1.- GCP Cloud Run runs containers, which means that connections pools would be set and used/reused as long as the container is active and running while using MongoClient. Not knowing what specifically triggers a mongodb serverless instantiation, leaves me thinking if those reused connections could be causing this if, for example, mongodb serverless expect 1 query = 1 connection.

2.- In my case, 3 queries are being fired, where the third one more often is the one that gets this Broken Pipe error. I wonder if queries 1 and 2 gets its own connection while the latter gets, let’s say, connection 1 reused and that could cause mongodb serverless to close the connection (e.g. 1 connection = 1 response and then closes).

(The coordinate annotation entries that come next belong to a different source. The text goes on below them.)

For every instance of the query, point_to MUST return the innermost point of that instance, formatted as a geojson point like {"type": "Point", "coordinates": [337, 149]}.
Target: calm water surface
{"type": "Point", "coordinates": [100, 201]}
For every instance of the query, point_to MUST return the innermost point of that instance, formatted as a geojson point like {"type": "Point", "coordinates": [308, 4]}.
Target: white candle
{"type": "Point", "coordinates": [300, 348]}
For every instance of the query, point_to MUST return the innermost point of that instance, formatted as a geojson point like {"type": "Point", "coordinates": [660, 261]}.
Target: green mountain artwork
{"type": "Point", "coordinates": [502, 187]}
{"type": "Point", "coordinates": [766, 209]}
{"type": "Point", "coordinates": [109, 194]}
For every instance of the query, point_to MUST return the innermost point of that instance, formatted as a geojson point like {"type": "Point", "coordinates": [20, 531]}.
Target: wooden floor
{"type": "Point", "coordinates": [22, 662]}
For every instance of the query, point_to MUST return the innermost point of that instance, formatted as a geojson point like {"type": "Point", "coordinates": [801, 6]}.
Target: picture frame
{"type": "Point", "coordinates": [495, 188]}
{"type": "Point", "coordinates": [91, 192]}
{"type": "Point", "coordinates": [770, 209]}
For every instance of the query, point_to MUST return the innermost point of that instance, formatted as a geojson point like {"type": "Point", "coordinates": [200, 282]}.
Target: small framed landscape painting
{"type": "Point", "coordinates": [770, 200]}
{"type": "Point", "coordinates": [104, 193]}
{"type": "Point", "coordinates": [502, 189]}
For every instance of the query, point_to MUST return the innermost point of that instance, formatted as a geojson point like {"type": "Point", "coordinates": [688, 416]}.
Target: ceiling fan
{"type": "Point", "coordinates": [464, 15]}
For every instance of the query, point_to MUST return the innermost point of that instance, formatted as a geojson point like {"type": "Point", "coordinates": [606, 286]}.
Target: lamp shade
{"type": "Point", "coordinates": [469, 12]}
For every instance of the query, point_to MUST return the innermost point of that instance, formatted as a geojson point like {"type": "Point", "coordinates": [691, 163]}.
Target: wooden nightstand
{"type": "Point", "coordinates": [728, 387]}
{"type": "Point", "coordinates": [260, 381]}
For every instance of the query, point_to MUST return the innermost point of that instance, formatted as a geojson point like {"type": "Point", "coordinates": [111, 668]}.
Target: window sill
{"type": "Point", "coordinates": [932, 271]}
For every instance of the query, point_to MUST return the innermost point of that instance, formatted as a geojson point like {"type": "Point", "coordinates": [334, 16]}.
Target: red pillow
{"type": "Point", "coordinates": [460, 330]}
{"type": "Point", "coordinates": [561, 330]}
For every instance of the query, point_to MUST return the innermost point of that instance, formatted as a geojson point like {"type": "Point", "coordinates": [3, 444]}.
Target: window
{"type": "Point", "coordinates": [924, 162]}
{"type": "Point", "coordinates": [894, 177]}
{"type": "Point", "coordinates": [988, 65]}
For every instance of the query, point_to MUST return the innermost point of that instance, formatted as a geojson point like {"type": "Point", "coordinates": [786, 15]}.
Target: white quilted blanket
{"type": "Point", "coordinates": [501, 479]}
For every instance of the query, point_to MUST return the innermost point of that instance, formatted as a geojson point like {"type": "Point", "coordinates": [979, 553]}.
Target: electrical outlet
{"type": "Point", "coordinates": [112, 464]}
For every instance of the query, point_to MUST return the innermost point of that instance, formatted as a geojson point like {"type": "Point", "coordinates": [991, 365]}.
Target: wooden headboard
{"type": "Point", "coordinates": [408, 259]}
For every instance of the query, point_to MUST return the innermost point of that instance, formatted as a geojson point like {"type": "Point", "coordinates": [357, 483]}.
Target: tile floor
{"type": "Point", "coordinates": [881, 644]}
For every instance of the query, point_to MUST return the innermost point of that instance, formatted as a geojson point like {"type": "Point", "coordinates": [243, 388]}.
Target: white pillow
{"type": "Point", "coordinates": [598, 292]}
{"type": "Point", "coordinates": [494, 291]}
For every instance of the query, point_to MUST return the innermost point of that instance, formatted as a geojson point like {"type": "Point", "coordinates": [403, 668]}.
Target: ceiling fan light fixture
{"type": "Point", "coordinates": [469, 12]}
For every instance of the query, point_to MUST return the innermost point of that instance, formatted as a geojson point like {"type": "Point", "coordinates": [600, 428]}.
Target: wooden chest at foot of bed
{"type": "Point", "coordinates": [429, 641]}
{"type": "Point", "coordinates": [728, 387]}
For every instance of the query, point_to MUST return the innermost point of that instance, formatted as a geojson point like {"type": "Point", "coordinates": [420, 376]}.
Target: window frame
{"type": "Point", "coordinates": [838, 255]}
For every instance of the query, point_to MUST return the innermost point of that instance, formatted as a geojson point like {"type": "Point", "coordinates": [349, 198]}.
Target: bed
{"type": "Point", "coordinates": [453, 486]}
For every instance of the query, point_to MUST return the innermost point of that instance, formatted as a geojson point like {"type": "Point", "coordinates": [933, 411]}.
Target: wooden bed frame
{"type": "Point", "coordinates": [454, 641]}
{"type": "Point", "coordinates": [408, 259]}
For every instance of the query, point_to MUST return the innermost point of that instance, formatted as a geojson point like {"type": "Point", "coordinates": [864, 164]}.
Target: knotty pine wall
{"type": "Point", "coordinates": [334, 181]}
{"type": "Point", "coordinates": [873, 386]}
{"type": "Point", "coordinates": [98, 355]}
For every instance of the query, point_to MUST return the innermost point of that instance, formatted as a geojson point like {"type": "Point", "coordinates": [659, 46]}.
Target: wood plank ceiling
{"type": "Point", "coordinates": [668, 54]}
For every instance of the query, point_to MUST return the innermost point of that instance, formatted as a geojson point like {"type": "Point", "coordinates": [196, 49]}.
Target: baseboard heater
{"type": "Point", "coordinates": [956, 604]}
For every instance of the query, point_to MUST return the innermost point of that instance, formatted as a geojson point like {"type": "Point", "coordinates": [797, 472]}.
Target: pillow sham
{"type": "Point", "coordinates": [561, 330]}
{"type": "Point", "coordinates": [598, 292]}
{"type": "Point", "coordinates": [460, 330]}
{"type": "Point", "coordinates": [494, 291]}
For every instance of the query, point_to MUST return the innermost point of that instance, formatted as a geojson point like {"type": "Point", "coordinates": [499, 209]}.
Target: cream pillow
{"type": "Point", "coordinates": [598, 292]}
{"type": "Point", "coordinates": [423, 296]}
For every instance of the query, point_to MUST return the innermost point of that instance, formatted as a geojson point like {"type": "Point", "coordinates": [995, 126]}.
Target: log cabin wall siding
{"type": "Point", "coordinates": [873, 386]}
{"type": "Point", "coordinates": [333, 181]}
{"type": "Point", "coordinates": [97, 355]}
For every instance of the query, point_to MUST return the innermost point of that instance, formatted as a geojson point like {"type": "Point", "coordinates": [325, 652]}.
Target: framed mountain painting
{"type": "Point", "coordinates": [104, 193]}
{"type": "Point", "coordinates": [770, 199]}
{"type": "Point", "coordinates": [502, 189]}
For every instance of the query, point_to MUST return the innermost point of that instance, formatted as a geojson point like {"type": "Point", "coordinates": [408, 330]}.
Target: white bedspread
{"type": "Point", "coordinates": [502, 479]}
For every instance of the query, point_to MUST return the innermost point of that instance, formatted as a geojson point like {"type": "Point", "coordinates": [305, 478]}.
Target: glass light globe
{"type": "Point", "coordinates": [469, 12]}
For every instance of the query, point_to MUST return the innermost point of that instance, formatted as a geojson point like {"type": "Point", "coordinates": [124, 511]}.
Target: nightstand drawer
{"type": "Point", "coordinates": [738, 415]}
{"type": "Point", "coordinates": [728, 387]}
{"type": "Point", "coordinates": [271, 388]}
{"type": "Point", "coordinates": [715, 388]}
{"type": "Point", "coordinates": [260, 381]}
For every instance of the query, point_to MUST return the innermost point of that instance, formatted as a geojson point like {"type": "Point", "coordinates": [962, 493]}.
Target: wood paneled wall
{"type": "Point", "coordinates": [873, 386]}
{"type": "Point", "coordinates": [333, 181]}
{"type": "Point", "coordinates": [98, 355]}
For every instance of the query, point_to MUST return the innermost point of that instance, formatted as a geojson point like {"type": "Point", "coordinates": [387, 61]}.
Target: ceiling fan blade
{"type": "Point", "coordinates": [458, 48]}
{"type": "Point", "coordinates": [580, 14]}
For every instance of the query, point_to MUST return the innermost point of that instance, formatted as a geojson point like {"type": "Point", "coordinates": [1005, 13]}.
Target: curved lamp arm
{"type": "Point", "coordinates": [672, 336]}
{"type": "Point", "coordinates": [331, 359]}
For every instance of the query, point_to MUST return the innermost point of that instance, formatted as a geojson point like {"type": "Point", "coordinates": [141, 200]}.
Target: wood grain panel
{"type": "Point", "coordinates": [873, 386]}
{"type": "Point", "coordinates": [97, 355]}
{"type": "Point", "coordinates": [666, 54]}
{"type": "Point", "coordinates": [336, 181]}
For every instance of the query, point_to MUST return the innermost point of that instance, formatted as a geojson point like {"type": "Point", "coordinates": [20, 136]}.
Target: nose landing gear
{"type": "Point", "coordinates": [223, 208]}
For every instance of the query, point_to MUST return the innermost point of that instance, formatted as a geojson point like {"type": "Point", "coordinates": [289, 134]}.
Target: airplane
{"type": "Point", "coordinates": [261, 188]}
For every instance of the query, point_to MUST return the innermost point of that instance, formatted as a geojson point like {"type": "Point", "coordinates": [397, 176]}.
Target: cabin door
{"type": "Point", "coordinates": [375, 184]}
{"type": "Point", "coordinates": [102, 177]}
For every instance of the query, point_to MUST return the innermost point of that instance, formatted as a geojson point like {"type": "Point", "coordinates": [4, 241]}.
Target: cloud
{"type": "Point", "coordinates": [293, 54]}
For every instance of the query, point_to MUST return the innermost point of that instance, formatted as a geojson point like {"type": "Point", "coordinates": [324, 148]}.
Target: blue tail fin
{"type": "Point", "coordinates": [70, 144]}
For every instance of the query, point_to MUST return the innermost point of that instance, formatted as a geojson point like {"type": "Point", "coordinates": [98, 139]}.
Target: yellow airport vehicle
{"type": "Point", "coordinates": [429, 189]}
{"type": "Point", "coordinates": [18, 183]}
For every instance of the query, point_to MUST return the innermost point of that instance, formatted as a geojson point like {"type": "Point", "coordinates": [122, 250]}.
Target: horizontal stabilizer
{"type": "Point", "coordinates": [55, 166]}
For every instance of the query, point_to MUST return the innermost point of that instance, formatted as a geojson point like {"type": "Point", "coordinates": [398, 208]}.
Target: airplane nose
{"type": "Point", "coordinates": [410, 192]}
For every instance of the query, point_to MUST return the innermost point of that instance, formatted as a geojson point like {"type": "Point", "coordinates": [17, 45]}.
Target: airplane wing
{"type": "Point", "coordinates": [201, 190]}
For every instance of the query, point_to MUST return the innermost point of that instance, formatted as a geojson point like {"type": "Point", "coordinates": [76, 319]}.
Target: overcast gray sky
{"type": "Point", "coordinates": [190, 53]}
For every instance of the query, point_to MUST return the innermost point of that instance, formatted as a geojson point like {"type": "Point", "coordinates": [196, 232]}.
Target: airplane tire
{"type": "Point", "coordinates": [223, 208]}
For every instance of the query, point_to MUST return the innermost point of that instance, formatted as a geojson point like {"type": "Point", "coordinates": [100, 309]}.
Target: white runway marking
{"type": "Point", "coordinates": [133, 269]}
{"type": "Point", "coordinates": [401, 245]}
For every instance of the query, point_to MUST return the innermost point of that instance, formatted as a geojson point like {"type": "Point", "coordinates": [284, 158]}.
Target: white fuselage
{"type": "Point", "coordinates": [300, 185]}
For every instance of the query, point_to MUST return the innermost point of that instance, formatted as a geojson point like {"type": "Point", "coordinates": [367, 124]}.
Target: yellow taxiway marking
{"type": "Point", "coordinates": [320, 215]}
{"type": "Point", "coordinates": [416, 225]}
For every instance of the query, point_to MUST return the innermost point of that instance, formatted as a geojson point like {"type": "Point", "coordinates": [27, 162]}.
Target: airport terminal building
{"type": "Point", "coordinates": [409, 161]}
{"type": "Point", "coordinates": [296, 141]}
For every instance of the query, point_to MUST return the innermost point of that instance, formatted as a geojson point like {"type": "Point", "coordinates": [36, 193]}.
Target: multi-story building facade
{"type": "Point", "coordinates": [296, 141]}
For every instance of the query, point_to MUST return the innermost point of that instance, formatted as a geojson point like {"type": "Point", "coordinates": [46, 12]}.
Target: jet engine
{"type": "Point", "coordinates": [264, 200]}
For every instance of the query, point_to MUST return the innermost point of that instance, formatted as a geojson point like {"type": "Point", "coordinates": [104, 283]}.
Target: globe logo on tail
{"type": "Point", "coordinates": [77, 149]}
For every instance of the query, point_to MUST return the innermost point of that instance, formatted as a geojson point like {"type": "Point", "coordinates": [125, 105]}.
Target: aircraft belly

3.- I haven’t found documentation on any of this nor options to configure the scaling behaviour of mongodb serverless instances. I’ve read that min connections could be set at the client side on this doc https://www.mongodb.com/docs/manual/reference/connection-string/#mongodb-urioption-urioption.minPoolSize

4.- Nevertheless, that’s an option for the client side and I don’t know if that could impact somehow the behaviour of mongodb serverless scaling (one way i think it could affect tho, is if the connections on the pool gets to 0 on the client for X ms while opening a new one and that somehow indicates mongodb serverless instance to scale down, dropping the connections and causing the consequent error)

It’d be nice to have someone form mongodb to give some light on these issues. I know that serverless instances are now in preview, so we’re aware stuff like this can happen.

In the meantime, to stays in the safe side, we’ve moved prod to a shared cluster, and it’s working like a charm.

Hope this helps get the discussion moving :raised_hands:

MongoDB Go Driver engineer here:
It’s expected that the Atlas Serverless infrastructure will sometimes close in-use network sockets. We typically expect that the retryable reads and retryable writes behaviors of MongoDB drivers should allow any in-progress operations to be retried on another connection automatically.

@Jan-Gerrit_Harms or @Ian_Sebastian, do you know if retryable reads and writes are enabled in your MongoDB driver configurations? Note that retryable reads/writes are enabled by default in all recent versions of the MongoDB Go Driver (and should be in all official MongoDB drivers).

Thanks for you replies, both of you!

@Matt_Dale We don’t explicitly disable retryable reads and write as far as I know. This is how we establish a connection:

	serverAPIOptions := options.ServerAPI(options.ServerAPIVersion1)
	clientOptions := options.Client().
		ApplyURI(viper.GetString(config.MongoDBUrl)).
		SetServerAPIOptions(serverAPIOptions).
        SetMinPoolSize(viper.GetUint64(config.MongoDBMinPoolSize))

	client, err := mongo.Connect(context.Background(), clientOptions)
	if err != nil {
		log.Fatal().Err(err).Msg("unable to connect to mongodb")
	}
	err = client.Ping(context.Background(), nil)
	if err != nil {
		log.Fatal().Err(err).Msg("not connected to mongo")
	}

We even try to enable it for the writes. Our connection string has the following parameters:
retryWrites=true&w=majority.

Maybe we should also explicitly enable the retryReads, although if I understand you correct, it should be enabled by default.

@Jan-Gerrit_Harms @Ian_Sebastian

I would also advise bringing this up with the Atlas chat support team. They may be able to check if anything else on the Atlas side could have possibly caused this broken pipe message. In saying so, if a chat support is raised, please provide them with the following:

  1. Cluster link / name which experienced the issue
  2. Time & date including timezone for when it occurred
  3. Exact error message output
  4. Driver language and version

Regards,
Jason

Hey @Jason_Tran @Matt_Dale !

First of all, thanks for your answers :smiley: . I haven’t had time to come back to this lately, so has been a while here.

Coming back to this, in my case we are using prisma.io ORM to handle the database connections, which uses latest RUST native mongo driver to handle the connections in the back.

As per this tread, it seems that everything prisma does it does it using transactions on aggregation pipelines, which could explain the lack of retries - and writeConflicts we’ve been seen around it -.

One question I’d like to ask, is if the behavior of retries indeed changes when using transactions. As per the documentation shared by @Matt_Dale, it might seems so. Would that be correct ? does also RUST driver differ in this behavior in some way or another that could be affecting the retry behavior ?

Thanks a lot!